The question was asked in an exam. Was the question wrong, or there is a way to solve this problem?
There is a sense in which this integral regularizes to $-2\pi$ which is option $(a)$. We define for $t\in\Bbb R$: $$ I(t)=PV\int_\Bbb R\frac{\sin 2x}{x-t}\, \mathrm dx=\pi\cos 2t, $$ which exists in the sense of the Cauchy principal value. The function $I(t)$ now acts as a generating function by defining the regularization for $n\in\Bbb N$ $$ \mathcal P\int_\Bbb R\frac{\sin 2x}{x^n}\, \mathrm dx:=\frac{1}{(n-1)!}\partial_t^{n-1}I(t)\Big|_{t=0}. $$ In particular, $$ \mathcal P\int_\Bbb R\frac{\sin 2x}{x^3}\, \mathrm dx=\frac{\pi}{2}\partial_t^2\cos 2t\Big|_{t=0}=-2\pi. $$ This is consistent with Hadamard regularization. For more information see A Generalization of the Cauchy Principal Value by Charles Fox.
Edit:
The regularized value $-2\pi$ can also be arrived at by other means. Since $\sin$ is analytic in the upper and lower halves of the complex plain we may employ the Analytic Principal Value to regularize your integral. To derive the APV for your integral we simply integrate along the two paths $\gamma^\pm$ as shown in the picture and take their average.

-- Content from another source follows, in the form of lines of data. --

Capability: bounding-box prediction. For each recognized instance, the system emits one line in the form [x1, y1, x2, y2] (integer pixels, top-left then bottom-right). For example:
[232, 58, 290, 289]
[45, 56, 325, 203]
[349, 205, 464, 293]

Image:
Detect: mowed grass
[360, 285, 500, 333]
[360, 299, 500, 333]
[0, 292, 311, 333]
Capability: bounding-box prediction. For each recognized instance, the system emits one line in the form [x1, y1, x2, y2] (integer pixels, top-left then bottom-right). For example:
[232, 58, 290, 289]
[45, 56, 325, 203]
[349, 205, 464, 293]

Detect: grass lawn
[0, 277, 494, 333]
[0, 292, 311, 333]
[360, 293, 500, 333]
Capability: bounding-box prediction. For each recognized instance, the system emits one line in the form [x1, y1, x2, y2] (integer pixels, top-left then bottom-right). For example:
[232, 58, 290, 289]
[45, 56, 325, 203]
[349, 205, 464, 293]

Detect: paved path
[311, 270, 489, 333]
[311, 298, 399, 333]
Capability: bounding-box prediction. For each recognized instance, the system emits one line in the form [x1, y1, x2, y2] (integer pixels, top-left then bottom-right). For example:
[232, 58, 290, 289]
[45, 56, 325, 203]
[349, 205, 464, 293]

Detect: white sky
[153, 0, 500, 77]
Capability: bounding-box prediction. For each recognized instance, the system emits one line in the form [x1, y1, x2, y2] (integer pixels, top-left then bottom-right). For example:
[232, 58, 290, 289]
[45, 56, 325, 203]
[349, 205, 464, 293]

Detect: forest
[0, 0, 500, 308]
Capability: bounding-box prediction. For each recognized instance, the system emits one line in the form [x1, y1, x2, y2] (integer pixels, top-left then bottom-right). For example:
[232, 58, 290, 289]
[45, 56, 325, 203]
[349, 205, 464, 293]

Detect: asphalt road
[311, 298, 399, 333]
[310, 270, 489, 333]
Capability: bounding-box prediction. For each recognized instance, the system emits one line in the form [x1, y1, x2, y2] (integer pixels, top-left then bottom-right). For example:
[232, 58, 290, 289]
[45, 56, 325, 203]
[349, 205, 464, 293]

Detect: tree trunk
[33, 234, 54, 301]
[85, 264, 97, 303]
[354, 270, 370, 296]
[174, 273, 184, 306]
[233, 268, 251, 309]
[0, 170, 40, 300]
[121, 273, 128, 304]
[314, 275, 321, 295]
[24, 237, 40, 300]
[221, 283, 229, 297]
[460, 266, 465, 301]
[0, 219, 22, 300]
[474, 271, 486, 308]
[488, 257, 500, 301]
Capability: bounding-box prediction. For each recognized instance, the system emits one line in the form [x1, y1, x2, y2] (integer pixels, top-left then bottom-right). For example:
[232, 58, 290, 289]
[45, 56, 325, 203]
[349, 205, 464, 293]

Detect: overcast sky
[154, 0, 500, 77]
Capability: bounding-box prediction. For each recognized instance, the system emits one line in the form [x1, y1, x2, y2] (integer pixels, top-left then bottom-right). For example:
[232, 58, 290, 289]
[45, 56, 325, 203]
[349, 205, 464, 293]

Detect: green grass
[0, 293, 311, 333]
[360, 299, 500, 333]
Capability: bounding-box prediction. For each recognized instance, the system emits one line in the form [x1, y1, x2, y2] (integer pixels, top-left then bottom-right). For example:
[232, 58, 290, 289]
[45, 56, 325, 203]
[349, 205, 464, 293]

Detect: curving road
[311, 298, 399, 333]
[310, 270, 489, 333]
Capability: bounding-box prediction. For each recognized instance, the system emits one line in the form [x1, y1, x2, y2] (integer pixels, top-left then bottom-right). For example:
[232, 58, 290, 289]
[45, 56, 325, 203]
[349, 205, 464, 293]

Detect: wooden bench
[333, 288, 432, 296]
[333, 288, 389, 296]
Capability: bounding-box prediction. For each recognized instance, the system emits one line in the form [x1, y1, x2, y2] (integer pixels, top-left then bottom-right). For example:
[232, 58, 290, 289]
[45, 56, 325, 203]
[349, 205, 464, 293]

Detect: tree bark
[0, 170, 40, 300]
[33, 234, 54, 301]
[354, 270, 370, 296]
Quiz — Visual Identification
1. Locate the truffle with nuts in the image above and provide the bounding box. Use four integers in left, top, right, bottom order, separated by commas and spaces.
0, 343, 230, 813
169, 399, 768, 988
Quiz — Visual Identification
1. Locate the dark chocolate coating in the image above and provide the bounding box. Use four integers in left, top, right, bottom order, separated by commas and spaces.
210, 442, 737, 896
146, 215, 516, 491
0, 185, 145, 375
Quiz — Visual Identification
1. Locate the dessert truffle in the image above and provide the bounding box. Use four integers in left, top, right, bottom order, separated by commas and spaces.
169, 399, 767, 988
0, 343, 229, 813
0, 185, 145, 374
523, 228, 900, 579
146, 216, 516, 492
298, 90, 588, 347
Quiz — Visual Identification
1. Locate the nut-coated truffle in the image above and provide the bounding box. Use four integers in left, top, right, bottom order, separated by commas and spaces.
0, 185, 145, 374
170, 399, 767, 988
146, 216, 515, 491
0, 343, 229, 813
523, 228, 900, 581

In this specific example, the integral along $\gamma^-$ is equal to the integral along $\gamma^+$ so we simply need to evaluate the integral along $\gamma^+$ to find the regularized value. We have $$ \mathcal{APV}\int_\Bbb R\frac{\sin 2x}{x^3}\, \mathrm dx =\int_{\Bbb R\setminus [-1,1]}\frac{\sin 2x}{x^3}\, \mathrm dx+i\int_{\pi}^0\sin(2e^{i\varphi})e^{-2i\varphi}\,\mathrm d\varphi $$ with $$ \int_{\Bbb R\setminus [-1,1]}\frac{\sin 2x}{x^3}\, \mathrm dx=4 \operatorname{Si}(2)-2 \pi +\sin 2+2 \cos 2, $$ and $$ i\int_{\pi}^0\sin(2e^{i\varphi})e^{-2i\varphi}\,\mathrm d\varphi=-4 \operatorname{Si}(2)-\sin 2-2\cos 2, $$ where $\operatorname{Si}(z):=\int_0^z\sin t/t\,\mathrm dt$ is the sine integral. Bringing both results together gives $$ \mathcal{APV}\int_\Bbb R\frac{\sin 2x}{x^3}\, \mathrm dx=-2\pi, $$ which is again option $(a)$.